Yesterday I had been looking at dogs at my nearest shelter, and there was one who might be a good fit. I felt really guilty - like I'm "cheating" on Nera's memory, but then I fell asleep and had the following dream:
Me and Nera were staying at a hotel in Töölö, Helsinki. She disappeared and wouldn't answer my calls, so I went out running in the streets and asked the police to help, too. After some frantic running and searching it occurred to me that Nera might have died and be hiding under the bed in our room. I went back to the hotel, which now had a huge temple-like atrium, and I found a guest book in there. It was open at a page that stated "KUOLLEET VIERAAT" ("dead guests"). The second highest name on the list read "NERA-KOIRA", ("Nera the dog"), and I broke down crying. Nera appeared in the room next to me, I dropped on my knees and kissed and hugged her and gently stroked her silky black fur. A sense of goodness and acceptance was emanating off of her, and I felt consoled. Her fur began to feel different and her body seemed to shirink in size; when I opened my eyes, I saw that she now had brownish fur with dark tips. I realized that Nera will always stay with me, but this was her way of giving me permission to give a home to another angel.
When I woke up, I filled out the form for the dog I had been looking at yesterday.
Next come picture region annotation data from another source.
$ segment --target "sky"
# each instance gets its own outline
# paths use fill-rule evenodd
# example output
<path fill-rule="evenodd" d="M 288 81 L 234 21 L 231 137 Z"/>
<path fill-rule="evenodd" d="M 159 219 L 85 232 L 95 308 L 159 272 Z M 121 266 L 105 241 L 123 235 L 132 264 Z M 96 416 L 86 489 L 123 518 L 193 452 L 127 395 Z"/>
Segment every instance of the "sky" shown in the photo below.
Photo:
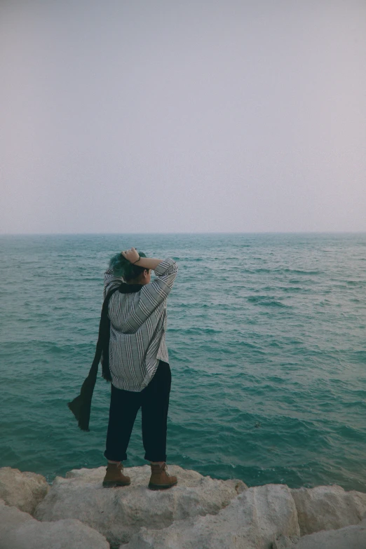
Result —
<path fill-rule="evenodd" d="M 0 233 L 366 231 L 365 0 L 0 0 Z"/>

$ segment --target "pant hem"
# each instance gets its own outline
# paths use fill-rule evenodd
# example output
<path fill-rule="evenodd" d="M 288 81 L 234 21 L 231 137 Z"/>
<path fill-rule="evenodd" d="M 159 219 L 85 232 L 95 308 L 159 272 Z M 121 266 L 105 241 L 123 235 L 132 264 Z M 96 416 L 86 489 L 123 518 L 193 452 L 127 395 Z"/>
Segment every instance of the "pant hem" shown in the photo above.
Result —
<path fill-rule="evenodd" d="M 110 457 L 109 456 L 106 455 L 106 452 L 104 453 L 104 456 L 109 459 L 110 461 L 126 461 L 127 459 L 127 454 L 125 454 L 122 457 L 116 458 L 116 456 Z"/>

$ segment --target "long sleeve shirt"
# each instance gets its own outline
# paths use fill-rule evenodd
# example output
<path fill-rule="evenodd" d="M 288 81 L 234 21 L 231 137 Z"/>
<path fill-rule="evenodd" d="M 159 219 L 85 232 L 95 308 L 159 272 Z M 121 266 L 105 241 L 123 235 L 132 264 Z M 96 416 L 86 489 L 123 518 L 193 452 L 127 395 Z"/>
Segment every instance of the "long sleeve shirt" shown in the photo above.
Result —
<path fill-rule="evenodd" d="M 156 278 L 139 292 L 111 297 L 109 370 L 115 387 L 139 392 L 151 380 L 158 361 L 169 362 L 165 344 L 166 301 L 178 272 L 174 259 L 161 262 Z M 104 273 L 104 295 L 125 282 L 111 271 Z"/>

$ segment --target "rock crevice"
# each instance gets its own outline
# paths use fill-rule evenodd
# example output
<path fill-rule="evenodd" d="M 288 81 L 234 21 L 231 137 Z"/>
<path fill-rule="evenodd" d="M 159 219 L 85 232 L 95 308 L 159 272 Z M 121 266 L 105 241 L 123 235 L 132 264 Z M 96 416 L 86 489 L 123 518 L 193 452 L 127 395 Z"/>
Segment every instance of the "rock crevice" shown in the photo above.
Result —
<path fill-rule="evenodd" d="M 0 468 L 0 549 L 365 549 L 366 494 L 339 486 L 248 488 L 172 466 L 178 484 L 105 489 L 105 468 L 44 477 Z M 32 516 L 33 515 L 33 516 Z M 344 545 L 341 544 L 344 543 Z"/>

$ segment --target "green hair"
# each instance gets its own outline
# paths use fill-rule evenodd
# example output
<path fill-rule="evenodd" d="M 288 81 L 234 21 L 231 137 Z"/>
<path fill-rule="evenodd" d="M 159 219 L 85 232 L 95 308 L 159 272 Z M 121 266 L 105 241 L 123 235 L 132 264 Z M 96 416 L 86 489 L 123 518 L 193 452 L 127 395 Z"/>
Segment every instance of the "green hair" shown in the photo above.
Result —
<path fill-rule="evenodd" d="M 143 252 L 138 252 L 138 254 L 140 257 L 146 257 L 146 255 Z M 137 278 L 141 273 L 144 272 L 146 267 L 133 265 L 128 259 L 119 253 L 111 257 L 109 269 L 113 271 L 116 276 L 123 276 L 125 280 L 130 280 L 133 278 Z"/>

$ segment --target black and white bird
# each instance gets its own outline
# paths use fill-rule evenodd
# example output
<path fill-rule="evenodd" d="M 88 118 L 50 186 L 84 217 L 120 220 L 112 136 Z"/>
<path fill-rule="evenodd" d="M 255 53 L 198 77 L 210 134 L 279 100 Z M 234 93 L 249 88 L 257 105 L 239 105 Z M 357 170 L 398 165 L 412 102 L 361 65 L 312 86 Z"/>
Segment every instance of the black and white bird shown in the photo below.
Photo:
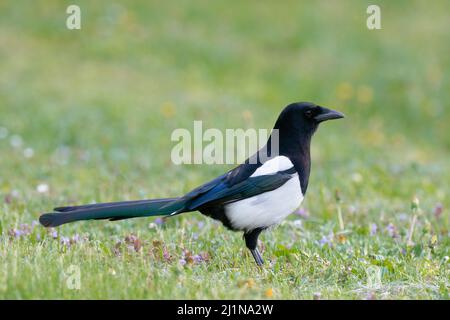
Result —
<path fill-rule="evenodd" d="M 311 138 L 319 124 L 343 118 L 340 112 L 310 102 L 292 103 L 279 115 L 266 145 L 243 164 L 179 198 L 124 201 L 55 208 L 41 215 L 45 227 L 64 223 L 173 216 L 199 211 L 244 233 L 257 265 L 263 264 L 258 236 L 299 208 L 308 188 Z M 278 137 L 278 152 L 272 150 Z"/>

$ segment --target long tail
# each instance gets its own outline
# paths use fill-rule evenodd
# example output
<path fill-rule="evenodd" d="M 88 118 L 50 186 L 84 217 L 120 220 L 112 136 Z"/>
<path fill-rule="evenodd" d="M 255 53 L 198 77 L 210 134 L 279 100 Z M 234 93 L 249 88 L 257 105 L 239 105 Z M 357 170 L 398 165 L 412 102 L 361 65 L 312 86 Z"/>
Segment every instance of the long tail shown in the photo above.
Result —
<path fill-rule="evenodd" d="M 184 203 L 179 198 L 138 200 L 89 204 L 84 206 L 55 208 L 57 212 L 45 213 L 39 217 L 44 227 L 56 227 L 64 223 L 109 219 L 110 221 L 137 217 L 165 216 L 182 210 Z M 173 203 L 173 205 L 171 205 Z"/>

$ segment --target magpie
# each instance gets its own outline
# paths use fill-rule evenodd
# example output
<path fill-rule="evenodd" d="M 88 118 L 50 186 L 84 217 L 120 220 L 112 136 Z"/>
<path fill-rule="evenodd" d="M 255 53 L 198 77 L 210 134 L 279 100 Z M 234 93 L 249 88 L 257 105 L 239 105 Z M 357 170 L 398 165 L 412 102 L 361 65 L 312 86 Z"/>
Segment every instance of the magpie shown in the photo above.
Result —
<path fill-rule="evenodd" d="M 338 111 L 311 102 L 285 107 L 267 143 L 244 163 L 178 198 L 122 201 L 55 208 L 40 216 L 45 227 L 91 219 L 110 221 L 174 216 L 199 211 L 230 230 L 242 231 L 255 262 L 264 261 L 258 250 L 260 233 L 279 224 L 299 208 L 308 188 L 310 144 L 319 124 L 343 118 Z M 277 132 L 278 141 L 274 132 Z M 272 150 L 278 142 L 278 150 Z"/>

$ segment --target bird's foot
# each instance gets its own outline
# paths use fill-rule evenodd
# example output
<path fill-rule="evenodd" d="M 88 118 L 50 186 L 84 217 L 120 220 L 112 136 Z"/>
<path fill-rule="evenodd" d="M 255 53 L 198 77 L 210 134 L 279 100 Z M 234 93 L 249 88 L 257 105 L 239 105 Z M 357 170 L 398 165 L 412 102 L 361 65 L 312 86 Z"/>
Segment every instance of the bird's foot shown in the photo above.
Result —
<path fill-rule="evenodd" d="M 261 253 L 259 252 L 258 248 L 255 248 L 254 250 L 250 250 L 250 252 L 252 253 L 252 256 L 255 259 L 255 262 L 258 265 L 258 267 L 262 267 L 262 265 L 264 264 L 264 260 L 261 256 Z"/>

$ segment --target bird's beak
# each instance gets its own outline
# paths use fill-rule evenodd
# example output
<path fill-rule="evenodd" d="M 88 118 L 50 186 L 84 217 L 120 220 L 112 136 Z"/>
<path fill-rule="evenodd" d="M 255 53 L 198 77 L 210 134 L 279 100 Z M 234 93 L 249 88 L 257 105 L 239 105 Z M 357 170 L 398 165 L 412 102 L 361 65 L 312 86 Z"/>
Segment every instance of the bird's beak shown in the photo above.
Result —
<path fill-rule="evenodd" d="M 321 107 L 321 109 L 322 109 L 322 112 L 314 117 L 314 119 L 317 122 L 323 122 L 323 121 L 327 121 L 327 120 L 344 118 L 344 115 L 342 113 L 340 113 L 339 111 L 334 111 L 334 110 L 327 109 L 324 107 Z"/>

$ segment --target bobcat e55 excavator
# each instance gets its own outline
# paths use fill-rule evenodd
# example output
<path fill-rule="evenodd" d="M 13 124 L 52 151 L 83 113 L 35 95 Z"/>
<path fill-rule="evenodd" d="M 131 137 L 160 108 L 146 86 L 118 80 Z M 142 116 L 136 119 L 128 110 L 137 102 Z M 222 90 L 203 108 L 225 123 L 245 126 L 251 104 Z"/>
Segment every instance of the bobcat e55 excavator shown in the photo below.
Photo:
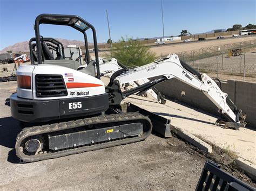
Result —
<path fill-rule="evenodd" d="M 90 62 L 89 51 L 85 53 L 86 67 L 79 67 L 78 62 L 61 56 L 54 59 L 41 38 L 41 24 L 69 26 L 81 32 L 86 51 L 86 31 L 91 29 L 95 61 Z M 199 73 L 175 54 L 133 70 L 118 70 L 105 86 L 100 80 L 96 33 L 91 24 L 76 16 L 43 14 L 36 18 L 35 30 L 37 61 L 32 56 L 31 65 L 19 67 L 17 93 L 10 98 L 12 117 L 25 122 L 15 145 L 17 155 L 25 162 L 144 140 L 151 132 L 153 119 L 139 112 L 123 112 L 120 102 L 173 77 L 202 91 L 218 107 L 225 125 L 245 125 L 245 115 L 227 94 L 206 74 Z M 157 76 L 161 77 L 121 90 L 120 84 Z M 158 126 L 154 128 L 157 130 Z"/>

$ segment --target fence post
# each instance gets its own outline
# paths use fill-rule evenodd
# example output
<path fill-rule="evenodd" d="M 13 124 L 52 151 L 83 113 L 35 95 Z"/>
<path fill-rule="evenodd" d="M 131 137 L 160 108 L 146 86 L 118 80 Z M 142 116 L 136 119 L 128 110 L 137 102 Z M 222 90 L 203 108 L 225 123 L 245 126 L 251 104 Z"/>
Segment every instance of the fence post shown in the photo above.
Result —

She's a two-year old, 20kg spitz mix, and according to the shelter she's very energetic and loves the outdoors. Her name is Pihlaja, "Rowan". The shelter will respond to me in a month and hopefully I'll get to go meet her there to see if we are a good fit.
I cleaned up my garbage cabinet and washed the containers, wiped the floors, and had pasta with hummus, arugula and brazil nuts for breakfast. I have a feeling that Nera is smiling at me and approving of what I did. It's of course still unsure if the shelter will think that we are a good fit, but let's hope! It's not an insult to Nera's memory to give a home to someone else who needs it.